World oil demand in 2H22 is expected to exceed 100 mb/d. Within regions, OECD oil demand is forecast to rise by 1.5 mb/d. Of this, OECD Americas is expected to rise firmly, with US oil demand marginally below 2019 levels, mainly due to lagging transportation fuel demand. OECD Europe and Asia Pacific will grow, but remain below 2019 levels. Non-OECD oil demand is projected to show an increase of 1.8 mb/d, rising the most in China and India to exceed pre-pandemic levels, supported by a recovery in transportation fuels and firm industrial fuels demand, including petrochemical feedstocks. In terms of fuels, gasoline and diesel are expected to lead oil demand growth in 2022. The gradual return to normalcy is expected to support mobility in major consuming countries, such as the US, China and India. Both on-road diesel, including trucking, as well as increasing industrial, construction and agricultural activities in OECD America, Europe and China will support diesel demand. Light distillates will be supported by capacity additions – NGL plants in the US, Propane Dehydrogenation (PDH) plants in China, and steady petrochemical margins. Jet fuel will continue to recover, as domestic and international air travel pick up, but business travel is expected to lag. Uncertainties remain, including COVID-19-related challenges and their impact on transportation fuels; the above-mentioned economic developments; extreme weather; technological advances, including digitalization; penetration of electric vehicles; and energy policy changes.
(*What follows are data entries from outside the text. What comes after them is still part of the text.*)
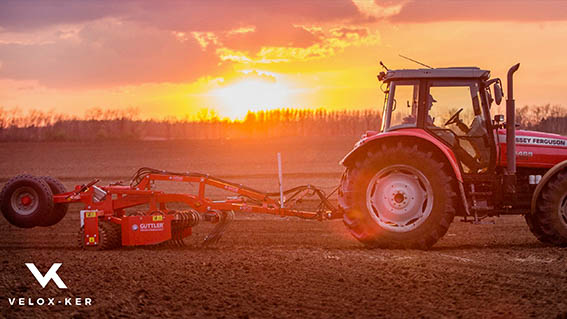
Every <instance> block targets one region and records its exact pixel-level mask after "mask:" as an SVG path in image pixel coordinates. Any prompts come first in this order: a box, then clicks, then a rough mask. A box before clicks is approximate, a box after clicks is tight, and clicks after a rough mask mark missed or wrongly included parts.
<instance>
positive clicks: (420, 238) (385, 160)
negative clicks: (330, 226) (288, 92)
mask: <svg viewBox="0 0 567 319" xmlns="http://www.w3.org/2000/svg"><path fill="white" fill-rule="evenodd" d="M446 170H447V168H446V167H445V165H444V163H442V162H440V161H438V160H436V159H434V158H433V155H432V153H431V152H426V151H422V150H420V149H418V148H417V146H413V147H409V146H407V145H403V144H401V143H398V144H397V145H395V146H391V145H388V144H383V145H382V147H381V148H380V149H379V150H372V151H369V152H367V154H366V156H364V157H362V158H359V159H358V160H357V161H356V162H355V163H354V165H353V166H352V167H350V168H348V169H347V170H346V171H345V174H344V175H343V178H342V180H341V187H340V191H339V202H340V205H341V207H342V208H343V209H344V211H345V215H344V218H343V219H344V223H345V225H346V226H347V228H348V229H349V230H350V232H351V233H352V235H353V236H354V237H355V238H356V239H358V240H359V241H361V242H362V243H363V244H365V245H367V246H369V247H381V248H417V249H428V248H430V247H431V246H433V245H434V244H435V243H436V242H437V241H438V240H439V239H440V238H441V237H443V235H445V233H446V232H447V229H448V228H449V225H450V224H451V222H452V221H453V217H454V215H455V208H456V205H457V195H456V193H455V191H454V185H455V180H454V179H453V177H452V174H450V173H448V172H447V171H446Z"/></svg>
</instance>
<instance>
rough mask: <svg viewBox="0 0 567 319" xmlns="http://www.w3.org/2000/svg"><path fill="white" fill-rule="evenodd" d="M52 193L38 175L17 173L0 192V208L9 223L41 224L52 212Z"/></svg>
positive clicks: (45, 219) (20, 224) (25, 225)
mask: <svg viewBox="0 0 567 319" xmlns="http://www.w3.org/2000/svg"><path fill="white" fill-rule="evenodd" d="M53 208H54V205H53V193H52V192H51V189H50V188H49V185H48V184H47V183H46V182H45V181H44V180H43V179H41V178H40V177H35V176H31V175H18V176H16V177H14V178H12V179H10V180H9V181H8V183H6V185H4V188H3V189H2V192H1V193H0V210H2V214H3V215H4V217H5V218H6V219H7V220H8V221H9V222H10V224H12V225H15V226H18V227H22V228H31V227H35V226H38V225H41V224H42V223H43V222H44V221H45V220H46V219H47V218H49V216H50V215H51V214H52V212H53Z"/></svg>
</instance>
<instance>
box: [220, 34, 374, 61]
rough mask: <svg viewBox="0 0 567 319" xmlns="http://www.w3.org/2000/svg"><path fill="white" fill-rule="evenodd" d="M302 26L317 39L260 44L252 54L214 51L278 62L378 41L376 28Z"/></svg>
mask: <svg viewBox="0 0 567 319" xmlns="http://www.w3.org/2000/svg"><path fill="white" fill-rule="evenodd" d="M302 28H303V29H304V30H307V31H309V32H312V33H313V35H314V36H316V37H317V38H318V40H319V41H318V42H316V43H314V44H312V45H310V46H308V47H296V46H262V47H261V48H260V50H258V51H257V52H255V53H253V54H250V53H249V52H246V51H239V50H233V49H231V48H227V47H222V48H219V49H217V51H216V53H217V55H218V56H219V58H220V59H221V60H222V61H232V62H238V63H260V64H263V63H280V62H291V61H306V60H312V59H321V58H328V57H332V56H335V55H336V54H338V53H340V52H342V51H343V50H344V49H345V48H347V47H351V46H354V47H358V46H364V45H376V44H378V43H379V42H380V37H379V34H378V32H376V31H374V32H370V31H369V30H368V29H367V28H364V27H344V26H341V27H334V28H328V29H326V30H325V29H323V28H322V27H319V26H302Z"/></svg>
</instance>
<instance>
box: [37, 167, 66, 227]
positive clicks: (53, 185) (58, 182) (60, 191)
mask: <svg viewBox="0 0 567 319" xmlns="http://www.w3.org/2000/svg"><path fill="white" fill-rule="evenodd" d="M41 178H42V179H43V180H44V181H45V182H46V183H47V185H49V188H50V189H51V192H52V193H53V195H57V194H62V193H65V192H67V190H66V189H65V186H64V185H63V184H62V183H61V182H60V181H59V180H58V179H56V178H54V177H51V176H43V177H41ZM68 206H69V205H68V204H63V203H58V204H55V205H54V207H53V210H52V211H51V214H49V216H47V217H46V218H45V219H43V220H42V221H41V222H40V224H39V226H45V227H47V226H53V225H55V224H57V223H59V222H60V221H61V220H62V219H63V217H65V215H66V214H67V208H68Z"/></svg>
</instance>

Non-OPEC oil supply is forecast to grow by 2.1 mb/d y-o-y in 2022, on stronger demand and higher oil price levels. Upstream investment in non-OPEC countries is expected at around $348 billion, a minor increase from 2020-2021 levels, but still only half of the $737 bn seen in 2013. The expected cumulative output from new projects has been decreasing, from 109 mb/d in 2013 to only 19 mb/d in 2021. US production is forecast to grow by 0.7 mb/d. Oil production growth in North America, forecast at 0.9 mb/d, will come from the Permian Basin, Gulf of Mexico and oil sands in Canada.
Oil production in Brazil, Norway, Guyana, China, India and the UK is expected to increase through the ramping up of existing projects and new field start-ups. Moreover, OPEC NGLs are forecast to grow by 0.1 mb/d y-o-y. Looking ahead to 2022, risks and uncertainties loom large and require careful monitoring to ensure the recovery from the COVID-19 pandemic. OPEC and the non-OPEC countries participating in the Declaration of Cooperation (DoC) will continue to closely evaluate the various factors that could impact the ongoing developments on a monthly basis, thereby being able to act swiftly in a very timely manner to safeguard the delicate recovery of the market balance.